In 1975, Milstein presented his work on hybridoma technology at an internal meeting of the MRC, UK, the laboratory where this discovery was made. Tony Vickers, a scientist by training, was working as an official in the Administration Department of MRC[47]. Realizing the immense commercial value of the discovery, he alerted the National Research Development Corporation (NRDC), the body responsible for patenting MRC inventions. To the great disappointment and surprise of the MRC administration, the reply from NRDC (dated 7th October 1976 later tracked down, the details of which can be accessed[47]; the subject heading of the NRDC reply letter was ‘Continuous Culture of Fused Cells’) was rather disheartening. It read and we quote[47] ‘It is certainly difficult for us to identify any immediate practical application which could be pursued as a commercial venture,……and it is not immediately obvious what patentable features are at present in the Nature paper’. In hindsight, this misjudgement about hybridoma technology might have caused a loss of billions of dollars to British economy!

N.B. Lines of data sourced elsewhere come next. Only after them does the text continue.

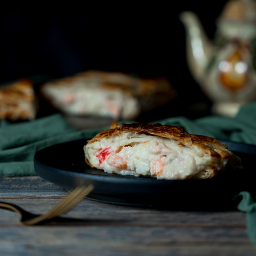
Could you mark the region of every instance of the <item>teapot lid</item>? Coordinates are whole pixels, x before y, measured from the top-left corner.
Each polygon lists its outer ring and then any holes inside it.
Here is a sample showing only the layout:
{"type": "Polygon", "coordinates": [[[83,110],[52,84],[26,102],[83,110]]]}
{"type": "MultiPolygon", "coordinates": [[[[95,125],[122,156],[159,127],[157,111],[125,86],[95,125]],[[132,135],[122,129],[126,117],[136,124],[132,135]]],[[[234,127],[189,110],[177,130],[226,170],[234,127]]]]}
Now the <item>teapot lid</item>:
{"type": "Polygon", "coordinates": [[[219,18],[230,21],[255,22],[255,0],[229,0],[219,18]]]}

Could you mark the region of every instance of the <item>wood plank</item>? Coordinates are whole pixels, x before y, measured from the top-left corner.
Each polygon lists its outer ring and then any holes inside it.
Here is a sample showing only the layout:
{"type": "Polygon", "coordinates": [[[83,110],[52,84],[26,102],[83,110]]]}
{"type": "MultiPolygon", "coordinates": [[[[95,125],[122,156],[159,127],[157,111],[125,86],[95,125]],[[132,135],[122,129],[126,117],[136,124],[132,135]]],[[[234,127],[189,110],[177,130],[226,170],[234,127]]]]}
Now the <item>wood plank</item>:
{"type": "Polygon", "coordinates": [[[0,241],[2,255],[255,255],[240,229],[10,227],[0,241]]]}
{"type": "MultiPolygon", "coordinates": [[[[0,201],[34,213],[66,191],[39,177],[0,179],[0,201]]],[[[0,209],[1,255],[254,255],[244,213],[189,212],[110,204],[84,199],[66,221],[25,226],[0,209]]]]}

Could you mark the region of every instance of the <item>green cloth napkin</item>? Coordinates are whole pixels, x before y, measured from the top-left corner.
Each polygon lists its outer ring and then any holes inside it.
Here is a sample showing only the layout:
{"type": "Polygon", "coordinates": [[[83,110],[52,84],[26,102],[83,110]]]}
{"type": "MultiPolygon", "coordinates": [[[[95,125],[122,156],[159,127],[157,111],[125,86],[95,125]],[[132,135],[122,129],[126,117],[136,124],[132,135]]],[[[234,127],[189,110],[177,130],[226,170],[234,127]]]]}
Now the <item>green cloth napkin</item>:
{"type": "MultiPolygon", "coordinates": [[[[127,123],[127,122],[122,122],[127,123]]],[[[178,125],[192,134],[256,145],[256,103],[242,107],[235,118],[209,116],[196,120],[172,117],[154,123],[178,125]]],[[[33,158],[38,150],[60,143],[92,138],[107,129],[77,131],[57,114],[33,121],[0,123],[0,177],[36,175],[33,158]]],[[[246,212],[247,231],[256,246],[256,202],[246,191],[238,210],[246,212]]]]}

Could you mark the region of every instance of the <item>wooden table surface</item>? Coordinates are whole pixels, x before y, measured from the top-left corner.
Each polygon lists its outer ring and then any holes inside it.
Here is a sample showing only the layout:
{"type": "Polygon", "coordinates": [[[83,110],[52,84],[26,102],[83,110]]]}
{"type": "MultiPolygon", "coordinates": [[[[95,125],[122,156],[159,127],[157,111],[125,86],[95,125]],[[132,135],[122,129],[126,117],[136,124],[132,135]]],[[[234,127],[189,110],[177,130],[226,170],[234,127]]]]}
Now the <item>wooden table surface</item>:
{"type": "MultiPolygon", "coordinates": [[[[38,177],[0,179],[0,201],[40,214],[67,194],[38,177]]],[[[0,255],[255,255],[245,214],[173,211],[84,199],[66,221],[26,226],[0,209],[0,255]]]]}

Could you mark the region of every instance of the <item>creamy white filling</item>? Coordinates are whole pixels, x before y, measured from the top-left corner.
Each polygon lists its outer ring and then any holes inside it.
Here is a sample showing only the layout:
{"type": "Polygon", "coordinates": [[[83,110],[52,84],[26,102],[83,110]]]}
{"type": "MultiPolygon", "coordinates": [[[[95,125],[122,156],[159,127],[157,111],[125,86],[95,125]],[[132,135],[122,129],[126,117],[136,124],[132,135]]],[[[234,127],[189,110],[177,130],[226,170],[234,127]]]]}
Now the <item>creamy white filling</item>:
{"type": "MultiPolygon", "coordinates": [[[[93,165],[107,172],[159,179],[188,179],[213,165],[212,158],[194,148],[170,139],[131,132],[103,138],[85,146],[84,150],[93,165]]],[[[214,167],[223,169],[227,161],[215,160],[214,167]]]]}
{"type": "Polygon", "coordinates": [[[131,119],[140,111],[138,100],[121,90],[99,87],[95,81],[77,82],[72,86],[54,86],[44,89],[46,97],[69,114],[95,115],[114,119],[131,119]]]}

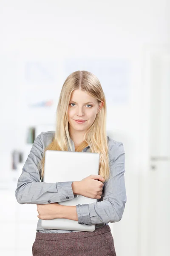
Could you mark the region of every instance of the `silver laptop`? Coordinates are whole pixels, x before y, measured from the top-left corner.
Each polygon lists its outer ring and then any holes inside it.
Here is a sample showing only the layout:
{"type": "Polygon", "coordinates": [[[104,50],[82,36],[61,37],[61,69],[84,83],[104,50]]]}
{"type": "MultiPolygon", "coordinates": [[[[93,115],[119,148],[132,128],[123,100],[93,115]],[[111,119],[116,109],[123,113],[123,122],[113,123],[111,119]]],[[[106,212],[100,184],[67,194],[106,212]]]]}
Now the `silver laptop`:
{"type": "MultiPolygon", "coordinates": [[[[47,150],[45,151],[43,181],[55,183],[81,180],[91,175],[99,174],[99,154],[97,153],[47,150]]],[[[96,199],[77,195],[70,200],[59,202],[62,205],[91,204],[96,199]]],[[[41,220],[43,228],[93,232],[95,225],[80,224],[66,218],[41,220]]]]}

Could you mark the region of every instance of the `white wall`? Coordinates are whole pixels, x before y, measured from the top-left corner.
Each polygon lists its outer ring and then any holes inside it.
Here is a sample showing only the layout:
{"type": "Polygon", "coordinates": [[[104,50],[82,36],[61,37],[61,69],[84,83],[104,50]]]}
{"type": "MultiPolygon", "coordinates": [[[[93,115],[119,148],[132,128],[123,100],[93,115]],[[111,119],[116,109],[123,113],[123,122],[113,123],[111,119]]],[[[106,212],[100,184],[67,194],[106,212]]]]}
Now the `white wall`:
{"type": "Polygon", "coordinates": [[[128,201],[121,221],[110,224],[119,256],[144,256],[147,250],[146,244],[141,248],[139,200],[142,194],[140,177],[144,172],[141,166],[147,166],[147,160],[145,152],[148,142],[143,131],[147,131],[146,110],[149,102],[144,100],[147,99],[148,88],[144,87],[144,56],[148,47],[164,47],[170,43],[170,4],[167,2],[0,2],[2,178],[8,177],[10,151],[16,146],[22,147],[21,134],[24,136],[26,126],[42,122],[43,116],[38,118],[38,111],[34,119],[30,112],[28,115],[25,112],[23,82],[26,61],[57,60],[60,72],[54,90],[56,104],[44,113],[48,122],[55,118],[58,94],[66,78],[62,69],[66,58],[122,58],[130,61],[128,103],[108,106],[108,130],[112,131],[115,140],[123,142],[126,152],[128,201]]]}

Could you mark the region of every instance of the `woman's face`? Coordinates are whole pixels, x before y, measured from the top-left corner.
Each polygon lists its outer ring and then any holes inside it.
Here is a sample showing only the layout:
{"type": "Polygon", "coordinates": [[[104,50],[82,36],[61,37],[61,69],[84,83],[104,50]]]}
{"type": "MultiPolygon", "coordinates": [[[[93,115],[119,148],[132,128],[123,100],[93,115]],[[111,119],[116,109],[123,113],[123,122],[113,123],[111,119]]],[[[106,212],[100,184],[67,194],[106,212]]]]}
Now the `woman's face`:
{"type": "Polygon", "coordinates": [[[68,109],[68,122],[72,131],[85,131],[93,123],[103,103],[101,101],[99,104],[96,99],[79,89],[74,90],[68,109]],[[85,122],[78,123],[75,121],[77,119],[85,122]]]}

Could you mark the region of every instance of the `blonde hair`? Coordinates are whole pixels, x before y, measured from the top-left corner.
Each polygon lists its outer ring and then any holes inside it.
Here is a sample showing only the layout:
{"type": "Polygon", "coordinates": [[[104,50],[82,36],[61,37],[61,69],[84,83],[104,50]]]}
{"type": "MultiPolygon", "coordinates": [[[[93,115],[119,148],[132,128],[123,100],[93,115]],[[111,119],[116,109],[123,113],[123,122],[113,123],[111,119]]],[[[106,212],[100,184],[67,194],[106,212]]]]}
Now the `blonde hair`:
{"type": "Polygon", "coordinates": [[[38,166],[39,169],[41,169],[41,177],[43,178],[44,175],[45,155],[46,150],[68,151],[68,143],[72,151],[69,133],[68,112],[71,93],[76,89],[85,92],[96,99],[98,103],[101,101],[104,102],[103,106],[96,115],[94,123],[86,131],[84,135],[84,141],[75,150],[82,151],[85,147],[90,146],[90,152],[98,153],[99,154],[99,174],[106,181],[110,177],[110,172],[106,129],[105,96],[97,78],[90,72],[79,70],[71,74],[66,79],[62,88],[57,108],[55,135],[52,142],[45,149],[42,158],[38,166]]]}

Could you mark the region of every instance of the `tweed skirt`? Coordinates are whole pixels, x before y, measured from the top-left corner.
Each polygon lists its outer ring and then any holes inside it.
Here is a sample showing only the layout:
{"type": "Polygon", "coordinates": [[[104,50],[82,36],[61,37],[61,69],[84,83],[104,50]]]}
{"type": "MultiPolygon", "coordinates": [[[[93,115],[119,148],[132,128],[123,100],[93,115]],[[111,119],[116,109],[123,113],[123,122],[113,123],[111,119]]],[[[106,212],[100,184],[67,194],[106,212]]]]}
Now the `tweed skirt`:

In those early days, investigators took ethics in science extremely seriously and any thoughts about the commercial exploitation of a discovery would have been considered ‘sinful’. Indeed, there was free exchange of thoughts/ideas and research methods among scientists across the world with little worry about intellectual property or methodological copyrights. In such a scientific atmosphere of free exchange of ideas and material, Milstein in September 1976 received a request from Hilary Koprowski, a scientist working at the Wistar Institute, Philadelphia (founded in 1892 and now a NCI-designated Cancer Centre affiliated to NYU since 1972), for parting with some of his hybridoma cell lines. In the spirit of ‘free exchange in science’, Milstein immediately dispatched a hybridoma cell line to Koprowski; and the rest, as they say, is history[47]. Koprowski (1913-2013) was a Polish scientist who pioneered the development of oral polio and modern rabies vaccines. In the history of the discovery of mAbs, it is mentioned that Hilary Koprowski, Carlo Croce and Walter Gerhard were granted two patents (October 1979 and April 1980) for making mAbs against tumours and influenza virus. This was the first time ever that the scientists were granted any patents for producing mAbs. Almost simultaneously, Koprowski also co-founded Centocor, one of the first biotechnology companies for commercial production of mAbs for diagnostics and therapeutics [‘Remicade’ (infliximab), the first biological used in the treatment of RA is a Centocor product]. It was a pity that Köhler and Milstein's contributions were not acknowledged. It may be mentioned that 1970s were the days of political and economic anxiety for Britain. The failure to patent such an important discovery raised a political storm in the country that ultimately reached the then Prime Minister Margaret Thatcher's (a chemist by training) desk. To say the least, she was furious;a great opportunity was missed by Britain[47].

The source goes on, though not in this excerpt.